Dihydrofolate reductase (DHFR) is a ubiquitous enzyme found in all organisms. It catalyzes the hydride transfer reaction converting dihydrofolate (DHF) to tetrahydrofolate using NADPH as its reducing cofactor. This enzyme is solely responsible for the cellular supply of THF, which serves as an essential metabolic precursor for DNA biosynthesis [104]. The catalytic cycle involves five intermediates, all of which involve at least one bound ligand. Following the hydride transfer step, the protein undergoes a conformational change in an active site loop referred to as the Met 20 loop (Fig. 9). This loop moves from the closed state, in which it shields the reactants from solvent, to the occluded state, where the nicotinamide ring of NADPH is blocked from the active site. Two other proximal loops, the F–G and G–H loops, stabilize the two states of the Met 20 loop through hydrogen bonding interactions [104]. The dynamics of these loops appears to play an important role in catalysis [105]. Studies of sub-nanosecond side chain dynamics of DHFR have also been performed and show significant changes in methyl order parameters during different stages of the catalytic cycle [106]. An interesting example impacts our understanding of the role of conformational entropy during the catalytic cycle. Wright and coworkers [106] determined the Lipari–Szabo methyl symmetry axis order parameters of E. coli DHFR ternary complex with NADP+ and folate, which is a generally accepted model for the DHFR·NADPH·dihydrofolate Michaelis complex. Lee and coworkers [107] have carried out a similar study of the DHFR·NADPH binary complex. Though done under slightly different experimental conditions (T, pH, buffer), the average change in \( {O^2}_{\mathrm{ axis}} \) of about +0.02 on going from the binary to the ternary complex combined with the scaling constant of Marlow et al. [89] suggests that an unfavorable reduction in entropy of ~0.1 kJ mol−1 K−1 in conformational entropy of DHFR accompanies binding of dihydrofolate to form the ternary DHFR·NADPH·dihydrofolate complex.

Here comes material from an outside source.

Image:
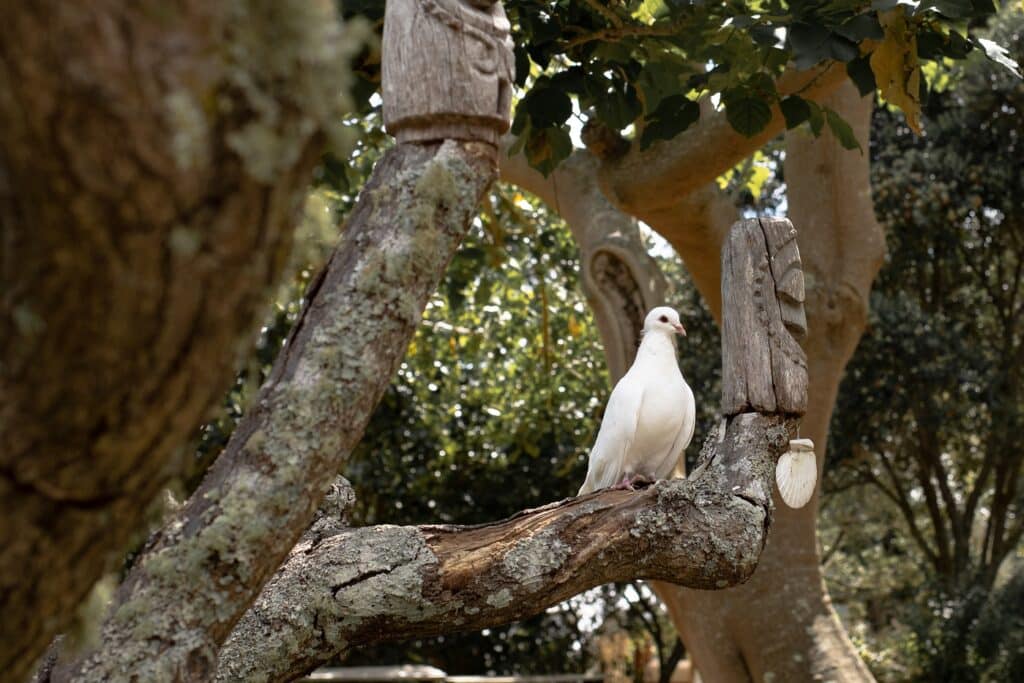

This would correspond to a very unfavorable contribution to the free energy of dihydrofolate binding of roughly +30 kJ/mol−1 at 300 K. This result begins to suggest that conformational entropy can have significant impact in the interconversion of kinetic intermediates during enzyme catalysis.

Fig. 9
figure 04189

Ribbon diagram of the E. coli DHFR enzyme in complex with NADP+ and folate. Drawn with PyMol (Schrödinger, Portland, Oregon). Based on PDB code 1RX2 [108]

7 Conclusions

The application of NMR relaxation to fundamental issues in enzymology is now reaching into the thermodynamic origins of enzyme catalysis. The development of powerful experimental strategies now allows for the measurement of fast internal dynamics of proteins in various functional states and contexts. The experimental and analytical strategies needed to employ measures of motion as a proxy for the underlying conformational entropy of proteins have begun to mature. Tantalizing new features of both protein motion and the role of conformational entropy in protein function are emerging. Indeed, in the few examples of ligand binding to enzymes studied to date, the role of conformational entropy in defining the energetics of product release appears significant and warrants further detailed examination of other systems. It seems clear that these types of insights are likely not only to impact our general understanding of enzymatic function but also to assist in the more robust design of pharmaceuticals directed against them.